Reflections on Polio Lessons from Conflict-Affected Environments

The Communication Initiative
"Understanding the experience and history of the program's work in security and conflict-compromised areas is arguably more important at this stage than ever before."
The Global Polio Eradication Initiative (GPEI) has worked in conflict zones since it began in 1988. This paper outlines the evolution of the GPEI's strategies and tactics and how they demonstrate an increasingly complex and sophisticated response to conflict. It describes the foundations and framework that guide today's polio interventions in conflict-affected areas, while arguing that more systematic analysis to help refine and critically analyse strategies and approaches in ways that strengthen future work is needed. Chris Morry argues that, given the certainty that polio will need to be eradicated in the context of significant conflict in the remaining endemic countries of Afghanistan, Pakistan, and Nigeria, as well as in several outbreak or high-risk countries such as the Democratic Republic of the Congo (DRC), Somalia, and Niger, understanding these lessons in greater detail should be a central concern for the GPEI and its stakeholders.
Morry explains that polio eradication is driven by the need to interrupt wild poliovirus (WPV) transmission by achieving very high levels of immunity ("herd immunity") accomplished through routine immunisation and supplemented with large-scale and necessarily high-quality campaigns designed to reach every child possible, with communities willing to accept the vaccine each time it is offered. All of this is considerably more difficult to achieve in the midst of conflict.
In this context, the paper looks back at several points in time where lessons have been captured, albeit sometimes only in summary form: the first was done at the end of the 1990s, capturing lessons from the first decade of the GPEI; the second after the polio outbreaks in Central Africa, the Horn of Africa, and the Middle East in 2013; and more recently in Afghanistan, Pakistan, and Nigeria. For example, by the 1990s, the GPEI had recognised the importance of negotiation, health infrastructure, surveillance, and community-level trust as foundational strategies in conflict-afflicted settings. Other lessons that emerged over time involved ensuring that communications reflected the GPEI's neutrality, vaccinating when and where opportunities arise, building alliances with military and/or police forces to ensure the safety of polio staff, and developing more detailed and dynamic security risk assessments.
To look at one of these strategies in more detail - community-level trust - Morry explains why eradication levels of coverage require deep engagement - not only with communities but with each household in the community. He explains why door-to-door provision of the oral polio vaccine (OPV), for example, can be difficult to accept for communities and groups who are suspicious of outsiders, possibly facing attacks from the air and ground, and worried about informers and intelligence gathering. Some of the techniques that have been explored in the literature include involving traditional and religious community leaders, providing respectful and accurate answers to questions, listening to local voices from all sides of a conflict and jointly identifying solutions, engaging local people as vaccinators and mobilisers, conducting ongoing education and training on vaccination, and building relationships with local gatekeepers who can help advocate for polio access and create an atmosphere where the vaccine and programme are trusted.

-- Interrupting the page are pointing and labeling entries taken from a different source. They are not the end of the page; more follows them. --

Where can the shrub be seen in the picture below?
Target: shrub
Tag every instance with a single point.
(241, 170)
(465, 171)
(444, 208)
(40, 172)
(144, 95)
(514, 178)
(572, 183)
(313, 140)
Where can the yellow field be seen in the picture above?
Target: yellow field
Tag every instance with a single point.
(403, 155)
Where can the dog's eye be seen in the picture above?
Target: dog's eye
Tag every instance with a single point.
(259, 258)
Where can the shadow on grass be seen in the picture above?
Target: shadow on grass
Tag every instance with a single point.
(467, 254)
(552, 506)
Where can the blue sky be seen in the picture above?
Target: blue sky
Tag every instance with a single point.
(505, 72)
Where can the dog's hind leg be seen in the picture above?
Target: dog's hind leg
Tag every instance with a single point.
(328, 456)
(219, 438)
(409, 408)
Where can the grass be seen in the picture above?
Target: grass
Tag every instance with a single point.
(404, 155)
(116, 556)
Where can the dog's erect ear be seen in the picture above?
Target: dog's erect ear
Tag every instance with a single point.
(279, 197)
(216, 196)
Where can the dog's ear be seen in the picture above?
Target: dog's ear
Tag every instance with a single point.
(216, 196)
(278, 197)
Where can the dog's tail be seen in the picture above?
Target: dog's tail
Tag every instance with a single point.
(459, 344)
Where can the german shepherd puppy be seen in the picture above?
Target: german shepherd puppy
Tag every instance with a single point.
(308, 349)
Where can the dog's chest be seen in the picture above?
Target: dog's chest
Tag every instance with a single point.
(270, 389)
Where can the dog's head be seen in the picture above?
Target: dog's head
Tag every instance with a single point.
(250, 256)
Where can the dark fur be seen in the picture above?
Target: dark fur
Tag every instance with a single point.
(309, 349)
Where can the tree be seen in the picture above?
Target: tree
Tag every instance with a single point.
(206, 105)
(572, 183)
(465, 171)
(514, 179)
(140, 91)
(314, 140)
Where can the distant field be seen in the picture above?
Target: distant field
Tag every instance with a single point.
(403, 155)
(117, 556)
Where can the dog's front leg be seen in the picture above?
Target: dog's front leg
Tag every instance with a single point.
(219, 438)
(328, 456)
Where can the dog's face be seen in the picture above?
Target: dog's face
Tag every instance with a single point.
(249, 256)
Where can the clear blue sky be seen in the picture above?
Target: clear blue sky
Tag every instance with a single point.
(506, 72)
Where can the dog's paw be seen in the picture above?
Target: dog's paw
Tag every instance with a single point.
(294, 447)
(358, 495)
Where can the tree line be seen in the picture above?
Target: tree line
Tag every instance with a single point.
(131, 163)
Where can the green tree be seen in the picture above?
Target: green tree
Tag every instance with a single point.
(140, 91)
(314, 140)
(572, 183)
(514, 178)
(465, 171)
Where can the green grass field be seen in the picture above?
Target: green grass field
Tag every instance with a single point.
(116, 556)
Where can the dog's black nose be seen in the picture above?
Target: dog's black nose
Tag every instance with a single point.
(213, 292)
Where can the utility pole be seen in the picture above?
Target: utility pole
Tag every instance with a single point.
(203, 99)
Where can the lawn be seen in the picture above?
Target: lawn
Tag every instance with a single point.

Trust and local engagement as a strategy can be seen in the case of Pakistan, where the polio programme itself has become the target of violence. Moving away from promoting polio campaigns with high-profile events, the focus of new media campaigns and materials was on humanising the vaccinators and other frontline workers and on emphasising the local nature and ownership of the programme. The campaign focused on vaccination being carried out by local community members - presented as local heroes - to achieve an important good for their children.
Figure 2 in the paper illustrates the major strategies that have been applied over the years and serve as broad outlines for organising polio eradication efforts in conflict-affected environments. In brief, they focus on:
- Neutrality and trust
- Negotiation
- Surveillance and monitoring
- Safety
- Flexible tactics
- Rapid response
- Partnerships
- Local engagement
- Reaching the hard to reach
Morry concludes by looking ahead to some of the critical issues he says polio actors will need to face and overcome in the next 5 years. For example, the meaning of "local engagement" may need to shift and evolve, considering the adaptations communities have made with regard to healthcare-seeking behaviour in the context of protracted conflict. In Afghanistan, for instance, the very-long-term nature of conflict means that "the 'void' left by deteriorating formal health care infrastructure can be filled by an often uncoordinated and usually poorly distributed range of new providers with varied effectiveness." Working effectively in such environments will require a well-informed understanding of the various actors and the services they provide, as well as an assessment of which ones can be effective partners in delivering vaccination and other health services. As always, Morry stresses, this work must also be shaped by a strong understanding of the perceived health priorities of communities living in these areas and respectful engagement with local leaders.
Finally, Morry calls for further research and documentation on the GPEI's experience in working in conflict-affected settings. "As the GPEI enters the final phase of stopping WPV while building the foundations for the sustained high levels of immunity required to achieve global eradication, navigating the complex environments it finds itself in requires a better understanding of past experience and further evolution of its strategies."